A Napoli un 48enne è stato denunciato dopo essere stato fermato alla guida di un veicolo con una targa artigianale, completamente irregolare e persino con cifre errate. Un episodio che può sembrare quasi grottesco, ma che in realtà racconta una realtà ben più radicata. Perché quello della targa “fai da te” non è un caso isolato, ma solo una delle tante modalità con cui si aggirano controlli e costi.

Tra fughe e incidenti con targa pezzotta ai Quartieri Spagnoli

Non è l’unico episodio che arriva dalla città negli ultimi giorni. Un altro caso riguarda un rider che non si è fermato all’alt della polizia, finendo per investire una donna e scappare, venendo poi denunciato per fuga e omissione di soccorso.

Due episodi diversi, ma legati da un filo comune: una mobilità spesso fuori controllo, dove regole e sicurezza passano in secondo piano. E nei Quartieri Spagnoli, dove le strade sono strette e il traffico è continuo, queste situazioni diventano ancora più evidenti.

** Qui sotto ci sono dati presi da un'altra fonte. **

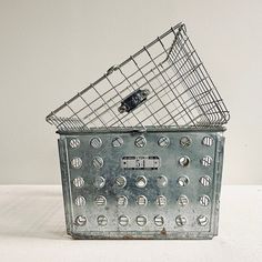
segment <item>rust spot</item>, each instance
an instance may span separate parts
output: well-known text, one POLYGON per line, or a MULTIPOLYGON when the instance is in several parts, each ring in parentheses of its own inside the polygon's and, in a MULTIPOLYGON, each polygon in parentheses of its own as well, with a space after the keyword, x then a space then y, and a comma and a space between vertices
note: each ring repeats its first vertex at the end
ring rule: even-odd
POLYGON ((163 228, 163 229, 160 231, 160 234, 167 235, 167 230, 163 228))
POLYGON ((124 240, 133 240, 134 238, 132 235, 130 235, 130 234, 127 234, 127 235, 123 236, 123 239, 124 240))

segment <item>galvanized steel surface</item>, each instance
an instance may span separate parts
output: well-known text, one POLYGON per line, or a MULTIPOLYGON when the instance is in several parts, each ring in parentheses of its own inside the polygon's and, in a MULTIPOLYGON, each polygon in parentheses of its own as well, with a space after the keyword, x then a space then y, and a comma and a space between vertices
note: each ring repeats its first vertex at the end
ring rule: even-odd
POLYGON ((73 238, 211 239, 218 234, 221 130, 60 135, 67 228, 73 238), (135 144, 141 137, 144 147, 135 144), (113 147, 115 138, 121 145, 113 147), (169 141, 165 147, 159 142, 163 138, 169 141), (121 165, 125 157, 135 157, 138 167, 121 165), (158 157, 160 167, 143 168, 151 164, 144 162, 149 157, 158 157))

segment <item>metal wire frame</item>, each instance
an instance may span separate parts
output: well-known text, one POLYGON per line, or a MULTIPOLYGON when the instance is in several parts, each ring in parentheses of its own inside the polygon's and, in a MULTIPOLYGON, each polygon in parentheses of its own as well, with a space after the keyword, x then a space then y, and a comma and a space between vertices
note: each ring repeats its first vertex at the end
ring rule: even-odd
POLYGON ((206 128, 230 114, 185 26, 179 23, 110 68, 95 82, 52 111, 47 121, 62 131, 91 128, 206 128), (118 108, 130 93, 148 89, 145 102, 129 113, 118 108))

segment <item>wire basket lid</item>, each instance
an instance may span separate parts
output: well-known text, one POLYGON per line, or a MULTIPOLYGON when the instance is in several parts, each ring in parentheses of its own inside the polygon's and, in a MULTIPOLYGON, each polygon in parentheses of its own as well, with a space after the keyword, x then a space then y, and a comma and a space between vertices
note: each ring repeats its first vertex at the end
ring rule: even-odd
POLYGON ((172 27, 52 111, 61 131, 221 127, 230 114, 183 23, 172 27))

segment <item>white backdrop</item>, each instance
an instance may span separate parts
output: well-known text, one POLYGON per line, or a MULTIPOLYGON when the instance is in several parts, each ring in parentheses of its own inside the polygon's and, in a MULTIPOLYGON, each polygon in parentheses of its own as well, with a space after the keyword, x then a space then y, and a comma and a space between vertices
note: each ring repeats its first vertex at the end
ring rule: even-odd
POLYGON ((262 183, 261 0, 0 0, 0 183, 60 183, 44 117, 171 26, 231 111, 223 182, 262 183))

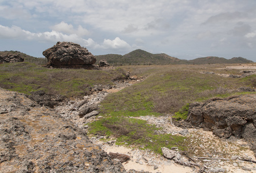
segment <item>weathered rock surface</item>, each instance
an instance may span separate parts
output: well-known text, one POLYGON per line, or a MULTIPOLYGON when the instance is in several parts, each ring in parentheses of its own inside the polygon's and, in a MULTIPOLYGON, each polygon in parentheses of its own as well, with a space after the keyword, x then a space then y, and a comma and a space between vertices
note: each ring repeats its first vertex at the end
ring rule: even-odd
POLYGON ((0 172, 125 172, 84 131, 0 88, 0 172))
POLYGON ((6 55, 0 55, 0 63, 3 62, 23 62, 24 59, 17 54, 10 54, 6 55))
POLYGON ((102 67, 109 67, 109 63, 105 59, 101 59, 99 61, 99 66, 102 67))
POLYGON ((250 141, 256 153, 256 95, 242 95, 191 104, 187 121, 216 136, 250 141))
POLYGON ((122 153, 109 152, 109 155, 112 159, 118 159, 121 163, 127 161, 131 159, 130 156, 122 153))
POLYGON ((60 101, 63 101, 66 97, 61 95, 46 94, 43 91, 38 91, 31 92, 31 95, 27 97, 33 101, 36 101, 40 106, 48 106, 54 108, 60 101))
POLYGON ((72 42, 58 42, 43 52, 47 66, 57 67, 92 69, 96 58, 86 48, 72 42))

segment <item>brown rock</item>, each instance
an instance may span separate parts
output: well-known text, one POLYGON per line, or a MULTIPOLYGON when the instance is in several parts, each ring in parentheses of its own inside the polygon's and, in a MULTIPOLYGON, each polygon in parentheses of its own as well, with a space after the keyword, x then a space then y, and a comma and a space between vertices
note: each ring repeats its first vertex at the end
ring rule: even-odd
POLYGON ((109 63, 105 59, 101 59, 99 61, 99 66, 102 67, 108 67, 110 66, 109 63))
POLYGON ((0 64, 2 63, 10 63, 17 62, 23 62, 24 59, 17 54, 9 54, 6 55, 0 55, 0 64))
POLYGON ((131 157, 128 155, 124 154, 120 154, 118 153, 109 152, 109 156, 110 156, 111 159, 118 159, 121 163, 127 161, 127 160, 131 159, 131 157))
POLYGON ((194 126, 211 129, 220 137, 243 138, 255 148, 255 100, 256 95, 252 94, 192 103, 187 121, 194 126))
POLYGON ((43 52, 47 66, 57 67, 90 67, 95 57, 86 48, 72 42, 58 42, 43 52))
POLYGON ((0 88, 2 109, 0 172, 126 172, 84 131, 53 109, 0 88), (7 108, 9 105, 15 106, 7 108))

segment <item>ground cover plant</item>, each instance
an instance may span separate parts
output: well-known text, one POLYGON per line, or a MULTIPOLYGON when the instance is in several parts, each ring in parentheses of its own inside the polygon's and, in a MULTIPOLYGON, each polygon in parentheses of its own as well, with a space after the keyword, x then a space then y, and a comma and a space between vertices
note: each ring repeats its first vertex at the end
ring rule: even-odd
POLYGON ((149 125, 146 121, 112 116, 102 119, 91 124, 90 133, 113 136, 117 145, 126 145, 142 149, 150 149, 161 153, 161 148, 177 147, 185 151, 186 137, 170 134, 158 134, 161 128, 149 125))
POLYGON ((158 153, 164 146, 178 146, 185 150, 184 138, 158 134, 155 133, 158 130, 156 127, 131 118, 169 114, 175 115, 177 119, 185 119, 190 103, 249 93, 237 89, 256 86, 255 75, 239 78, 201 73, 240 74, 240 70, 224 69, 222 65, 127 66, 88 70, 47 69, 32 62, 0 65, 0 87, 27 94, 43 90, 71 97, 84 96, 95 85, 113 85, 113 81, 121 81, 128 71, 131 76, 146 76, 143 81, 105 97, 99 109, 100 115, 104 118, 91 125, 90 133, 113 136, 119 144, 158 153))
POLYGON ((113 85, 125 74, 120 68, 88 70, 48 69, 28 62, 3 63, 0 65, 0 87, 26 94, 43 90, 71 97, 84 96, 95 85, 113 85))

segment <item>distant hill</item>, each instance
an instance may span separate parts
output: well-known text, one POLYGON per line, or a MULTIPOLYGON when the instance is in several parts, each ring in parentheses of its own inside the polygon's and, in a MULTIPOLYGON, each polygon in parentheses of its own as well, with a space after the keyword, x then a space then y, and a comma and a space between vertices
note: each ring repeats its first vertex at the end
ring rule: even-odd
POLYGON ((36 58, 17 51, 0 51, 0 55, 8 54, 18 54, 24 59, 24 62, 32 62, 37 65, 45 65, 47 63, 46 59, 44 58, 36 58))
POLYGON ((153 54, 140 49, 136 50, 124 55, 107 54, 96 55, 97 61, 106 59, 112 65, 143 65, 187 63, 187 61, 181 60, 165 54, 153 54))
POLYGON ((140 49, 136 50, 124 55, 107 54, 96 55, 97 62, 106 59, 109 64, 116 65, 169 65, 169 64, 214 64, 242 63, 253 61, 242 57, 234 57, 231 59, 217 57, 198 58, 192 60, 180 59, 165 54, 153 54, 140 49))
POLYGON ((248 60, 242 57, 234 57, 230 59, 218 57, 207 57, 198 58, 192 60, 189 60, 191 64, 214 64, 214 63, 251 63, 253 61, 248 60))

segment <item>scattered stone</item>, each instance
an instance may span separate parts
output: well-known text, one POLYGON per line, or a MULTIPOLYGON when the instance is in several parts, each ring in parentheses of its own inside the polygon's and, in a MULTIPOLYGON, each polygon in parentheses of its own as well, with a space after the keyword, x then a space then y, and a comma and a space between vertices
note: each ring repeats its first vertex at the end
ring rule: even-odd
POLYGON ((117 159, 120 161, 121 163, 123 163, 125 161, 127 161, 131 159, 131 157, 124 155, 124 154, 121 154, 118 153, 112 153, 109 152, 109 156, 110 156, 110 157, 113 159, 117 159))
POLYGON ((157 170, 158 168, 158 166, 157 165, 155 165, 154 166, 154 170, 157 170))
POLYGON ((9 54, 6 55, 0 55, 0 64, 2 63, 12 63, 23 62, 24 59, 18 54, 9 54))
POLYGON ((173 157, 175 157, 177 155, 177 152, 170 150, 166 147, 163 147, 161 148, 162 153, 163 153, 164 156, 165 157, 169 159, 172 159, 173 157))
POLYGON ((238 166, 238 164, 236 163, 233 163, 233 166, 234 167, 237 167, 237 166, 238 166))
MULTIPOLYGON (((98 110, 98 106, 96 104, 93 104, 93 105, 91 105, 91 106, 85 106, 80 109, 80 110, 77 112, 77 114, 80 118, 83 118, 84 116, 85 115, 88 114, 91 112, 92 111, 95 111, 97 110, 98 110)), ((94 114, 95 114, 95 112, 94 112, 94 114)), ((98 114, 97 114, 97 115, 98 115, 98 114)), ((92 116, 97 115, 93 115, 92 116)), ((87 118, 90 118, 90 116, 88 116, 87 118)))
POLYGON ((251 171, 251 168, 246 167, 245 166, 242 166, 241 168, 242 168, 242 170, 243 170, 244 171, 251 171))
POLYGON ((80 101, 79 103, 76 103, 75 104, 74 104, 72 106, 72 108, 71 108, 71 110, 78 110, 78 108, 84 105, 84 104, 86 104, 87 102, 88 101, 88 99, 84 99, 81 101, 80 101))
POLYGON ((209 170, 211 171, 210 172, 224 172, 225 170, 224 168, 210 168, 209 170))
POLYGON ((181 130, 180 131, 179 131, 179 133, 183 136, 185 136, 188 133, 188 129, 183 129, 183 130, 181 130))
POLYGON ((256 95, 251 94, 191 103, 187 121, 220 137, 242 137, 256 153, 255 100, 256 95))
POLYGON ((99 61, 99 66, 100 67, 109 67, 110 66, 110 65, 109 63, 105 59, 101 59, 99 61))
POLYGON ((238 159, 238 156, 235 156, 232 157, 230 159, 230 160, 236 160, 238 159))
POLYGON ((86 48, 72 42, 57 42, 43 55, 49 67, 93 69, 92 65, 96 62, 96 58, 86 48))

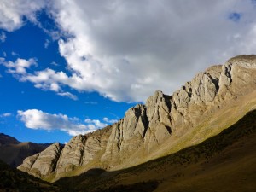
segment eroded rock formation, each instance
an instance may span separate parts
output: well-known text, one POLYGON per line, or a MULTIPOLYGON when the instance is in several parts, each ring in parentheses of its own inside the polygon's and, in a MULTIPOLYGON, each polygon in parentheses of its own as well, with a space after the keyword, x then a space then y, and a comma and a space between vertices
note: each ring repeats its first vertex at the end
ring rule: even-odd
MULTIPOLYGON (((63 149, 55 143, 28 157, 19 169, 41 177, 79 166, 114 169, 143 162, 157 150, 172 149, 173 143, 179 148, 188 147, 192 143, 183 144, 180 139, 183 135, 202 121, 212 120, 221 108, 236 100, 246 106, 243 96, 255 96, 255 90, 256 56, 234 57, 223 66, 213 66, 198 73, 172 96, 156 91, 145 105, 130 108, 119 122, 93 133, 76 136, 63 149)), ((203 141, 211 136, 208 132, 191 137, 203 141)))

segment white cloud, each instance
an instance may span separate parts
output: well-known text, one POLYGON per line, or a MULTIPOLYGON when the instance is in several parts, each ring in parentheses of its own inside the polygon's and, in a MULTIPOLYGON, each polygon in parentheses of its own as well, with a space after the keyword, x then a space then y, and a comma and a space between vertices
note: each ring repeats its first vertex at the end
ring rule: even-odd
POLYGON ((36 12, 45 6, 44 0, 1 0, 0 28, 12 32, 22 26, 24 17, 35 22, 36 12))
POLYGON ((44 42, 44 48, 47 49, 48 46, 49 45, 50 41, 49 39, 46 39, 44 42))
MULTIPOLYGON (((53 91, 52 84, 97 91, 114 101, 144 102, 155 90, 171 94, 209 65, 255 52, 256 8, 251 3, 50 1, 48 11, 67 34, 59 50, 71 75, 49 68, 23 80, 53 91)), ((20 19, 33 18, 44 3, 30 7, 28 14, 13 4, 7 10, 20 19)), ((15 27, 22 25, 17 20, 15 27)))
POLYGON ((61 96, 66 96, 67 98, 73 99, 73 100, 78 100, 78 96, 70 93, 70 92, 61 92, 61 93, 57 93, 57 95, 61 96))
MULTIPOLYGON (((38 109, 17 111, 18 117, 30 129, 45 131, 62 131, 71 136, 92 132, 108 125, 98 119, 86 119, 85 124, 79 123, 78 118, 69 118, 66 114, 51 114, 38 109)), ((108 121, 108 123, 110 123, 108 121)))
POLYGON ((86 105, 97 105, 98 103, 96 102, 84 102, 84 104, 86 105))
POLYGON ((19 110, 17 113, 20 120, 30 129, 60 130, 67 132, 71 136, 92 131, 88 125, 79 124, 76 120, 68 118, 65 114, 50 114, 38 109, 19 110))
POLYGON ((6 39, 6 35, 5 35, 5 32, 2 32, 0 33, 0 42, 4 42, 6 39))
POLYGON ((12 116, 12 113, 5 113, 3 114, 0 114, 0 117, 10 117, 10 116, 12 116))
POLYGON ((20 55, 17 54, 17 53, 15 53, 15 51, 12 51, 12 52, 11 52, 11 55, 12 55, 13 56, 20 56, 20 55))
POLYGON ((103 128, 105 126, 108 125, 108 124, 105 124, 105 123, 102 123, 101 122, 100 120, 98 119, 86 119, 84 120, 85 123, 90 125, 91 126, 91 129, 94 129, 94 128, 103 128))
POLYGON ((108 124, 114 124, 114 123, 118 122, 117 119, 108 119, 108 118, 107 118, 107 117, 103 118, 102 119, 108 124))
POLYGON ((31 66, 37 66, 37 60, 31 58, 29 60, 18 58, 15 62, 7 61, 4 58, 0 58, 0 64, 8 68, 8 73, 18 75, 26 74, 26 69, 31 66))

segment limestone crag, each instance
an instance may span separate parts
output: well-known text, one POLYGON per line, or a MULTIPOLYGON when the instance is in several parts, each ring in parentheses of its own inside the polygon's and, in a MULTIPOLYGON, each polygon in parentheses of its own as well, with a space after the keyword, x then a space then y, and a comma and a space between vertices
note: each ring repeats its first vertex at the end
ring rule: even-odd
POLYGON ((49 175, 55 170, 59 160, 61 146, 55 143, 49 146, 45 150, 24 160, 22 165, 18 166, 20 171, 26 171, 29 166, 29 173, 36 177, 49 175))
MULTIPOLYGON (((115 169, 137 165, 150 160, 152 153, 172 149, 174 143, 181 148, 189 146, 192 143, 182 143, 184 135, 202 121, 218 117, 218 111, 234 101, 246 105, 245 96, 256 95, 254 90, 256 56, 234 57, 223 66, 213 66, 198 73, 172 96, 156 91, 145 105, 130 108, 119 122, 93 133, 76 136, 63 149, 55 144, 26 159, 19 169, 42 176, 65 173, 79 166, 115 169)), ((197 137, 203 141, 210 136, 204 133, 197 137)))

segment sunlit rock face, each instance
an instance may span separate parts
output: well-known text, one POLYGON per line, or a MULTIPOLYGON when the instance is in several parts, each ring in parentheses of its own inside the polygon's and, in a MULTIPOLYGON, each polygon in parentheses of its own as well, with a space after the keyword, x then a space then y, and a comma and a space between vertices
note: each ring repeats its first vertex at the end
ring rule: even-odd
MULTIPOLYGON (((256 56, 236 56, 199 73, 172 96, 155 91, 144 105, 128 109, 119 122, 76 136, 63 148, 55 143, 26 158, 18 168, 38 177, 51 173, 62 177, 61 173, 78 167, 115 169, 137 165, 150 160, 152 154, 168 152, 174 144, 180 145, 179 148, 189 146, 193 142, 181 142, 184 135, 193 132, 202 121, 221 116, 218 113, 233 102, 253 103, 254 90, 256 56)), ((247 110, 244 107, 244 113, 247 110)), ((205 128, 201 129, 204 132, 205 128)), ((190 137, 203 141, 215 131, 207 131, 201 135, 194 131, 190 137)))

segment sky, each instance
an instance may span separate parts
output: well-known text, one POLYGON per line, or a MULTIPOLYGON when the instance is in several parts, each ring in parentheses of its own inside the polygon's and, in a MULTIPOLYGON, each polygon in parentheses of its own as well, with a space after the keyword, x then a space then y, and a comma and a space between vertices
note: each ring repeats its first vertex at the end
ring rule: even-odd
POLYGON ((0 132, 64 143, 255 50, 255 0, 0 0, 0 132))

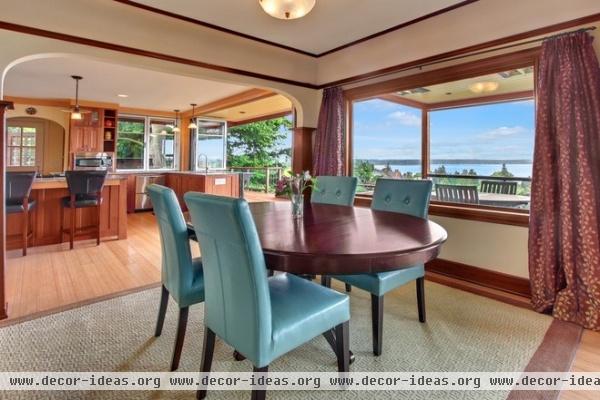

Quartieri Spagnoli e il fenomeno delle targa polacca

Accanto alle targhe false o improvvisate, c’è poi un fenomeno ancora più diffuso: quello delle targhe straniere, in particolare polacche. A Napoli non è raro vedere scooter e auto con sigla “PL”, e il motivo è principalmente economico. Le assicurazioni in città sono tra le più care d’Italia, con costi che possono superare i 1000 euro l’anno, mentre all’estero possono costare anche meno della metà .

Il sistema è semplice. Il veicolo viene cancellato dal PRA italiano e reimmatricolato all’estero, per poi tornare in Italia spesso tramite formule di noleggio o intestazioni diverse . Il risultato? assicurazioni molto più basse; niente bollo; meno controlli immediati. Non a caso, a Napoli si concentra una fetta enorme di questo fenomeno, con decine di migliaia di targhe straniere circolanti .

Risparmio o rischio?

Il risparmio è evidente: si può passare da oltre 1500 euro a poche centinaia l’anno. Ma il rovescio della medaglia è altrettanto chiaro. Le normative italiane prevedono limiti precisi per l’uso di veicoli con targa estera e sanzioni pesanti per chi non è in regola .

E soprattutto, resta il dubbio più grande: cosa succede davvero in caso di incidente?

Tra illegalità e “soluzioni di sopravvivenza”

Nei Quartieri Spagnoli, come in gran parte di Napoli, il problema non è solo legale. È sociale. Tra assicurazioni altissime, stipendi bassi e necessità quotidiane, molti cercano soluzioni alternative. Alcune borderline, altre chiaramente illegali. Dalla targa fai da te alle targhe estere, il confine tra risparmio e rischio diventa sempre più sottile.

Il caso della targa sbagliata ai Quartieri Spagnoli è solo la punta dell’iceberg. Dietro c’è una realtà fatta di espedienti, difficoltà e controlli spesso insufficienti, dove la strada diventa ogni giorno un terreno complicato da gestire.